Users can summarize the analysis result using this module. The summary file contains an overview of the entire analysis that includes, for example, the query proteins mapped to UniPro, total selected domains per keyword, summary of domain predictions and their selection.

apricot summary --analysis_path APRICOT_analysis

The summary file is stored in the subfolder 5_analysis_summary analysis folder as shown below.

APRICOT_analysis
    └───├output
            └───├5_analysis_summary
                       APRICOT_analysis_summary.csv   # Summary file

Format output files using the subcommand format

APRICOT by default produces output files in comma-separated values (.csv).
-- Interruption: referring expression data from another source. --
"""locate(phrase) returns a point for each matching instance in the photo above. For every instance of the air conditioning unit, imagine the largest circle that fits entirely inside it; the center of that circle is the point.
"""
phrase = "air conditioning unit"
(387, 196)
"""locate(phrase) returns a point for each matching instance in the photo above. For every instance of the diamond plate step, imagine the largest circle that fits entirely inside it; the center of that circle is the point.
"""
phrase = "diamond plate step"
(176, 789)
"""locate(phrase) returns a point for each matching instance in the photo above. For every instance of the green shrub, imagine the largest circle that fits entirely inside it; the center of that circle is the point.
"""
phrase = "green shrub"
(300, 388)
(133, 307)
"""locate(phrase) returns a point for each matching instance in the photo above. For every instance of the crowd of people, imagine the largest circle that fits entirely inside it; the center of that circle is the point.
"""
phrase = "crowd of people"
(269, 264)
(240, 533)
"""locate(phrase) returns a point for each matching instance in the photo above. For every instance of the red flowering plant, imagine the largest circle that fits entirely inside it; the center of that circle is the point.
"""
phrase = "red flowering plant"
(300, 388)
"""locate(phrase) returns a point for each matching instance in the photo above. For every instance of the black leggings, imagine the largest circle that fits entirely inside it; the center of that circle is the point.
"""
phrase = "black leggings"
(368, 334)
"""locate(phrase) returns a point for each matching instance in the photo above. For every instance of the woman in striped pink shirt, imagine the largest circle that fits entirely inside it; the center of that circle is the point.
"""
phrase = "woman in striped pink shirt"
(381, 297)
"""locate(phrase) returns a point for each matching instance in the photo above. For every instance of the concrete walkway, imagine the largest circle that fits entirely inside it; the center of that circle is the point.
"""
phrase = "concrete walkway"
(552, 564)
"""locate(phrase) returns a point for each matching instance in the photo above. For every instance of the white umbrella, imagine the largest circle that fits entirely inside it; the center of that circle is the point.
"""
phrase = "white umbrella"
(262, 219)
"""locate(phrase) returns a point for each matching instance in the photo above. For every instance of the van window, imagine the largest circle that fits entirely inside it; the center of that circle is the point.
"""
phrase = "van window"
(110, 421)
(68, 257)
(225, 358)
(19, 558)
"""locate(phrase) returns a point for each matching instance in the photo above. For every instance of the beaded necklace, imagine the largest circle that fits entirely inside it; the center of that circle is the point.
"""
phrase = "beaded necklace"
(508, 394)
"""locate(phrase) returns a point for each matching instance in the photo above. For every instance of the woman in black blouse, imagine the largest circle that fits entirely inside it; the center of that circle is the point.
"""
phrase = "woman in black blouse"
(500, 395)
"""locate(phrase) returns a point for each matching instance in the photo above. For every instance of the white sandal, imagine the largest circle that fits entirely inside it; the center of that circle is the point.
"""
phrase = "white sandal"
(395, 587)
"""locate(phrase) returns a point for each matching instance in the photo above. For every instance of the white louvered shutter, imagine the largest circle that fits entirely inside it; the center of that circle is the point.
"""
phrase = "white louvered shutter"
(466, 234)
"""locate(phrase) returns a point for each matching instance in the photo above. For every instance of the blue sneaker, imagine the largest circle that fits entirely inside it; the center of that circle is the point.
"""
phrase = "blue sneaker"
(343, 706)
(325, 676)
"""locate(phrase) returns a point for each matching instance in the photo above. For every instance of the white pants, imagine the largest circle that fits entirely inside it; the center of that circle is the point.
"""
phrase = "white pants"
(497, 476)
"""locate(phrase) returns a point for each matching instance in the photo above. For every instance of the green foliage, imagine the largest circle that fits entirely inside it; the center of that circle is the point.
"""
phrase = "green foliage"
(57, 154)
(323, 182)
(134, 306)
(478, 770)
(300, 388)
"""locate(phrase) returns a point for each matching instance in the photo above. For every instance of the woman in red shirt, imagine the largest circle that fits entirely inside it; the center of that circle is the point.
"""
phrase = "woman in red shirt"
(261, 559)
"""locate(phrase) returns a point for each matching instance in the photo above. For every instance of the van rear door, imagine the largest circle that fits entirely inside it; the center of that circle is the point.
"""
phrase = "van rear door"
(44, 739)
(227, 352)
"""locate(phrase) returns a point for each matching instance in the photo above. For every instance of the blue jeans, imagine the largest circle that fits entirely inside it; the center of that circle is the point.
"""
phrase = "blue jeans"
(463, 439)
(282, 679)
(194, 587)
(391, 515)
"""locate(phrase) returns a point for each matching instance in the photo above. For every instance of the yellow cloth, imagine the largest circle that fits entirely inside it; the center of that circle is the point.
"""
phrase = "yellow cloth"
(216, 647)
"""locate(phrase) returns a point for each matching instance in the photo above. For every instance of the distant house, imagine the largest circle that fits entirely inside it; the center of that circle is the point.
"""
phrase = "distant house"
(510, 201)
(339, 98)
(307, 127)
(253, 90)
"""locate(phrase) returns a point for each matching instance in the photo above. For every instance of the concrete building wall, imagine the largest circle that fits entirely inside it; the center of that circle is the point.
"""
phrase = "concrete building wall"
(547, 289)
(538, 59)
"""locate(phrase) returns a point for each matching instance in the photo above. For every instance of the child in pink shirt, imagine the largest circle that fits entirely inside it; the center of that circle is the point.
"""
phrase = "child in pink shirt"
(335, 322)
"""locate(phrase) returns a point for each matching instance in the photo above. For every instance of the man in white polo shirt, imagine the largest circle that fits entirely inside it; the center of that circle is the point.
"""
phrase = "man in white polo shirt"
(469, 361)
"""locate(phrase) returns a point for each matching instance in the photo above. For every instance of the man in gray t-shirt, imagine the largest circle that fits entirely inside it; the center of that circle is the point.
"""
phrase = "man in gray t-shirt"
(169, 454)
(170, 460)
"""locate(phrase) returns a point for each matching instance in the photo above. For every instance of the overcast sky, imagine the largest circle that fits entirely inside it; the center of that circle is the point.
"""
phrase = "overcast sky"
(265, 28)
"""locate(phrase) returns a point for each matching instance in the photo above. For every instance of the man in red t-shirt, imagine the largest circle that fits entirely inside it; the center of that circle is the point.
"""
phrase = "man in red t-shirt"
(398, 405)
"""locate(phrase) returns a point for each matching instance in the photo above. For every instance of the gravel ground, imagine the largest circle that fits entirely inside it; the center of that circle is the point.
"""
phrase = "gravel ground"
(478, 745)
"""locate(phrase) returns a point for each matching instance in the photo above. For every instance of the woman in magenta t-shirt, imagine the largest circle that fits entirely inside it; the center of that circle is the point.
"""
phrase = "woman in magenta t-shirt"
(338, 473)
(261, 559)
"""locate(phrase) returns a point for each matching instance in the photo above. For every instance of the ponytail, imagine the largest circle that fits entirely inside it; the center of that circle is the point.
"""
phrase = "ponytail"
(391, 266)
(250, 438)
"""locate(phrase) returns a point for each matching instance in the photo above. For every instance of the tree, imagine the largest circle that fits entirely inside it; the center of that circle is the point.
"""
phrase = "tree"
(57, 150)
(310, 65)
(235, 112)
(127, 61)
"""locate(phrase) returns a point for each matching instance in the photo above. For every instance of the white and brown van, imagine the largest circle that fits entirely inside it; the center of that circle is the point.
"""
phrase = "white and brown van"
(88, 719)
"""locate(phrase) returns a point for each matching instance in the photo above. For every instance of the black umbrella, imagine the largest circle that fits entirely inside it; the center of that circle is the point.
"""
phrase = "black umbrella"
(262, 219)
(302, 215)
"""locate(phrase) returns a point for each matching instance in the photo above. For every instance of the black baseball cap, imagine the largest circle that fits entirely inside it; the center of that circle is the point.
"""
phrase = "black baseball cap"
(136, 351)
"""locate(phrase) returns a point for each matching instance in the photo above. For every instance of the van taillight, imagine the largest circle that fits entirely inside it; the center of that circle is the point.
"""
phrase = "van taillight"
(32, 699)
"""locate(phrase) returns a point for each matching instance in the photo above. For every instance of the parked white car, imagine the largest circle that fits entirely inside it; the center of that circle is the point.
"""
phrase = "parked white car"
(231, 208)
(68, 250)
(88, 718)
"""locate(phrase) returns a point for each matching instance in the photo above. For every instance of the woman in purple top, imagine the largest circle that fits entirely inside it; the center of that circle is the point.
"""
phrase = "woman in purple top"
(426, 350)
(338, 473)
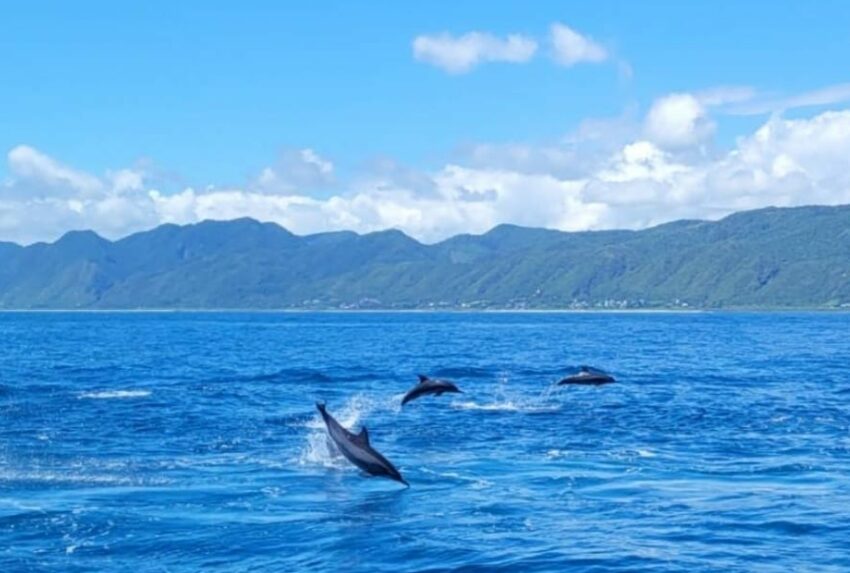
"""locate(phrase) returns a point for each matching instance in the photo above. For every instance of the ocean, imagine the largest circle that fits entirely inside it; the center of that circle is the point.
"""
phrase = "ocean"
(190, 441)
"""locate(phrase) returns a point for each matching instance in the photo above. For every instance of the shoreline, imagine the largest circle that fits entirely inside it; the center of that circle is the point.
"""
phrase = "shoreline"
(418, 311)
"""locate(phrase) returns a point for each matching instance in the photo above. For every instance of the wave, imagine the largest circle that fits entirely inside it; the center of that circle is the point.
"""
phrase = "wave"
(508, 406)
(72, 478)
(504, 400)
(114, 394)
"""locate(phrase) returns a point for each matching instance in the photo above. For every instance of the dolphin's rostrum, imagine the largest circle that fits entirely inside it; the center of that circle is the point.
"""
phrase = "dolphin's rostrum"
(588, 375)
(429, 386)
(357, 449)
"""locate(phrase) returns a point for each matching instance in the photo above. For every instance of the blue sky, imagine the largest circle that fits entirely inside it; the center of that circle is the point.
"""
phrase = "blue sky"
(198, 95)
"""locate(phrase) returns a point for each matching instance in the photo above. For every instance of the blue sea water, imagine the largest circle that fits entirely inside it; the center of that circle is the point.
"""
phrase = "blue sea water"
(190, 441)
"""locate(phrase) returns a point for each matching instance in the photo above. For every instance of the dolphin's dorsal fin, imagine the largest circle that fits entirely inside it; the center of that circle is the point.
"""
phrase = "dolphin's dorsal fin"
(362, 437)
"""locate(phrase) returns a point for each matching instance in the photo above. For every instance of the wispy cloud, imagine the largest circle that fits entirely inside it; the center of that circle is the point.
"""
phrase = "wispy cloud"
(655, 176)
(760, 104)
(571, 48)
(460, 54)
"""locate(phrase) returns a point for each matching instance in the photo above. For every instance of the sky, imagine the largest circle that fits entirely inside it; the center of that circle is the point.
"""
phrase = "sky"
(434, 118)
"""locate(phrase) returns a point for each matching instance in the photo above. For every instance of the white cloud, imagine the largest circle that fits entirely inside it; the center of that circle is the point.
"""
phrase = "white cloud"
(760, 104)
(30, 165)
(296, 169)
(678, 120)
(571, 48)
(638, 183)
(459, 54)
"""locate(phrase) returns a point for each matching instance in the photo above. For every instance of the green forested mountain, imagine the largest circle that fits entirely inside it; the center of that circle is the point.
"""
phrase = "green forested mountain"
(771, 257)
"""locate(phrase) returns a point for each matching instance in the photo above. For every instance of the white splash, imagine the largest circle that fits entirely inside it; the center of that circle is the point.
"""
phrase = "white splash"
(319, 449)
(115, 394)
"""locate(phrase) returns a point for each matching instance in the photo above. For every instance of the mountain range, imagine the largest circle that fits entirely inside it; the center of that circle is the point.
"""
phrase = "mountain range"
(774, 257)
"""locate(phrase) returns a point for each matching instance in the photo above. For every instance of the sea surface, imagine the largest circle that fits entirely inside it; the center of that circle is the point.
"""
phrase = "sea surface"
(190, 441)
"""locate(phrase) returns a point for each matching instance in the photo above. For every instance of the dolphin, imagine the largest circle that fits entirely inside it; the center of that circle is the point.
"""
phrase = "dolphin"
(428, 386)
(357, 449)
(588, 375)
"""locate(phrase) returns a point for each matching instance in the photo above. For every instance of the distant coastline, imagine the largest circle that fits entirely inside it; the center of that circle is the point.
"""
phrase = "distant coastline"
(767, 259)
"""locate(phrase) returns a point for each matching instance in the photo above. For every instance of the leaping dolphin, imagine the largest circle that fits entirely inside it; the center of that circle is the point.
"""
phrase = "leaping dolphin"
(428, 386)
(588, 375)
(357, 449)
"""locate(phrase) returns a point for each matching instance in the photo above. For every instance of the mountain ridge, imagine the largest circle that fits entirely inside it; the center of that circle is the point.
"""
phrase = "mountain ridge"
(771, 257)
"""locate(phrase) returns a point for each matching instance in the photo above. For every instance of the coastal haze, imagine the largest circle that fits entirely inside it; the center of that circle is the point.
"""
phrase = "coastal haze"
(769, 258)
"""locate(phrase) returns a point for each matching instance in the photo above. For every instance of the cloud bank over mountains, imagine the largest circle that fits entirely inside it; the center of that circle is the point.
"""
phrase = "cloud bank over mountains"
(661, 168)
(633, 171)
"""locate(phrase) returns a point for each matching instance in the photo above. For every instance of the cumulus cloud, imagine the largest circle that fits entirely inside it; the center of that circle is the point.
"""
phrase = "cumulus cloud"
(571, 48)
(759, 104)
(633, 184)
(296, 169)
(460, 54)
(678, 120)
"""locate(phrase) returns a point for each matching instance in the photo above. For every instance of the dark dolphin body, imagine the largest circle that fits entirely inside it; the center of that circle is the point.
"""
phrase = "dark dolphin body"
(588, 375)
(357, 449)
(427, 387)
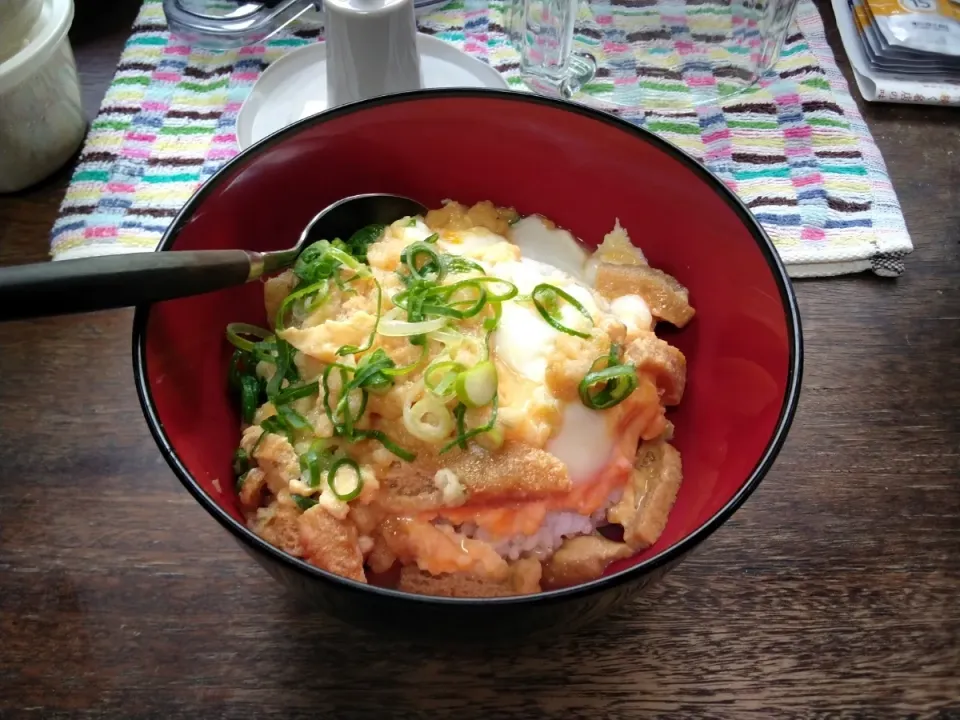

Users can convert these files to HTML format using -HT flag or excel format (.xlsx) using -XL flag, where the later one uses the openpyxl python module.

In this tutorial we have used -HT option.

apricot format --analysis_path APRICOT_analysis -HT

All the files in the format of selection are stored in the subfolder format_output_data in the main analysis folder as shown below.

APRICOT_analysis
    └───├output
            └───├format_output_data
                └───├html_files                         # Output files for each folder in HTML format
                |   └───├0_predicted_domains
                |   └───├1_compiled_domain_information
                |   └───├2_selected_domain_information
                |   └───├3_annotation_scoring
                |   └───├4_additional_annotations
                |   └───├5_analysis_summary
                |
                └───├excel_files                        # Output files for each folder in Excel format
                    └───├ ...

All of the abovementioned modules can be run in an automated streamlined manner using the provided shell script as shown below.

$ sh run_example.sh

This concludes the tutorial for the analysis conducted by APRICOT.